Tarih: 28 Nisan, 2020
Savunma Sanayi İmalatçılar Derneği (SaSaD) tarafından her yıl Nisan-Mayıs dönemde sektör oyuncularından toplanan veriler sonrasında hazırlanan Savunma Sanayi Sektör Performans Raporunu, 26 Nisan’da yayınlandı. SaSaD web sitesinde yayınlanan verilere göre 2019 yılı savunma sanayi yurt dışı satış gelirleri 3,068 milyar dolar olurken, toplam yurt içi ve yurt dışı satışlar toplamı ise 10.884.milyar dolar oldu. Açıklanan veriler ışığında ithalat 3,088 milyar dolar olurken, Ar-Ge harcamaları ise 1,672 milyar dolar olarak gerçekleşti. Toplam istihdam ise 73.771’ye yükseldi.
2019 yılının aralık ayının son günlerinde TIM tarafından, Savunma Sanayi ihracat gelirleri 2 milyar 740 milyon 988 bin dolar olarak açıklanmıştı. SaSaD üyelerinden toplanan en güncel veriler ve döviz kazandırıcı hizmetlerin de bu son verilere eklenmesiyle, 2019 yılı yurtdışı satış gelirleri 3,068 milyar dolara yükseldi. 2018 yılında yurt dışı satışı geliri ise 2,188 milyar dolar olarak gerçekleşmişti.

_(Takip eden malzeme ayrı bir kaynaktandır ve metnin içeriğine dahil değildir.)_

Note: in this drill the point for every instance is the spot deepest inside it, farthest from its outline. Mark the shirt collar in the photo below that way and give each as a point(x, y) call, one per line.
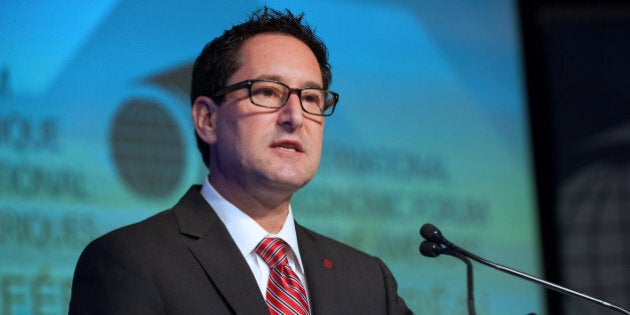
point(246, 232)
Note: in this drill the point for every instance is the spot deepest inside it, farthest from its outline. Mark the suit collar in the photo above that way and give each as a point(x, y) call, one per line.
point(217, 254)
point(320, 273)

SaSaD verilerine göre 2019 yılı kişi başı cirosu bir önceki yıla oranla %13 artışla 147,539 bin Dolara yükselirken, Toplam alınan siparişlerde ise bir önceki yıla göre %12,56 oranında azalma yaşandı. 2018 yılında toplam alınan siparişler 12,204 milyar dolar iken 2019 yılında bu rakam 10,671 milyar dolar olarak gerçekleşti
2019 yılındaki bu önemli yükselişin ardından, 2020 yılının ilk iki ayında da savunma sanayi ihracatı bir önceki yıla oranla %5 artış göstermiş ancak mart ayı ile birlikte ortaya çıkan yeni tip coronavirüs salgını nedeniyle, ihracat rakamları, her sektörde olduğu keskin bir düşüş yaşayarak, bir önceki yılın aynı ayına göre %49,5 oranında azalmıştı.

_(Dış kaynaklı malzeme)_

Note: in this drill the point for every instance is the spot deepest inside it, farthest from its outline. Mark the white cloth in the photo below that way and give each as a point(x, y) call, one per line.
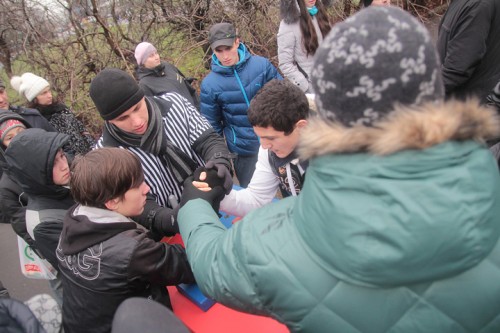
point(261, 190)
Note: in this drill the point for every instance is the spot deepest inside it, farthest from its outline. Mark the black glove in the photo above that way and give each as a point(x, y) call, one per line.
point(223, 173)
point(213, 197)
point(164, 221)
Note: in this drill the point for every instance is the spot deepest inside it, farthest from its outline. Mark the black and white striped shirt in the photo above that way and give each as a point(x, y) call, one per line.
point(183, 125)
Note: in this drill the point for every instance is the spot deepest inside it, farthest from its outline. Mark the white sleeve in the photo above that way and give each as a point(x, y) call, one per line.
point(261, 190)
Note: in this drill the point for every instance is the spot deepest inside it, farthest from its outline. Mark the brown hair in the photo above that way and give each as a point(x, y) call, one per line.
point(104, 174)
point(280, 104)
point(309, 37)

Tüm bu gelişmelerin ışığında, SaSaD Genel Sekreteri Hüseyin Baysak, dergimize, hem sektörün 2019 yılı performansını hem de COVID-19 salgının sektöre yansımalarını, alınan tedbirleri ve SaSaD bünyesinde yapılan çalışmaları değerlendirdi. Video Özel haberimizi de isterseniz buradan da takip edebilirsiniz.
Defence Turkey: Sayın Baysak, günümüzde tüm dünyayı saran salgının sektöre etkilerini değerlendirmeye başlamadan önce sizinle Savunma ve Havacılık Sanayi’nin geçen yılını matematiksel ve grafiksel olarak detaylı olarak incelemek isteriz?

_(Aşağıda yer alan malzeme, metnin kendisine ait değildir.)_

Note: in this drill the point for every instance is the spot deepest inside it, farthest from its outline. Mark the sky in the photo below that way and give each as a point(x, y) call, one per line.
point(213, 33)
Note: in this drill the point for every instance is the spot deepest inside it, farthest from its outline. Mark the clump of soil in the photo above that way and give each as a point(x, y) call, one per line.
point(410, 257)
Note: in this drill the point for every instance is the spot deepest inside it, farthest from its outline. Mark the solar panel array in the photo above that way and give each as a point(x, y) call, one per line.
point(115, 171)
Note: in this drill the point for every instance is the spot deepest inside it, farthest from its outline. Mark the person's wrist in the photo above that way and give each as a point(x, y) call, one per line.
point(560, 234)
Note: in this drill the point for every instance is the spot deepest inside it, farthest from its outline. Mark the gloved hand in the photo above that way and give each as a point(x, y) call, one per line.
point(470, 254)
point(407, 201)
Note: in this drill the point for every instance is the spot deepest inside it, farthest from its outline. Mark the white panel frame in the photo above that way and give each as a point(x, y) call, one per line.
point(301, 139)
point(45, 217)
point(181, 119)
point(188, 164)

Hüseyin Baysak: İyi haberlerle başlamak herhalde daha iyi olacaktır. Geçtiğimiz 2019 yılının Sektör Performans Metriklerinin oluşturulmasını yeni tamamladık ve birkaç gün önce Savunma Sanayi Başkanlığı’nın onayı ile yayınladık. Sektör 2019 yılında çok başarılı bir performans göstermiş görülüyor. Hemen tüm metriklerde olumlu gelişmeleri görüyoruz. Kısaca inceleyecek olur isek, ciromuz önceki yıla göre %19,5 artış ile 10.884.081.347$ olurken, Yurt Dışı Satış Gelirleri (YDSG) ise önceki yıla göre %40,21 artış ile 3.068.519.809$’a yükselmiştir.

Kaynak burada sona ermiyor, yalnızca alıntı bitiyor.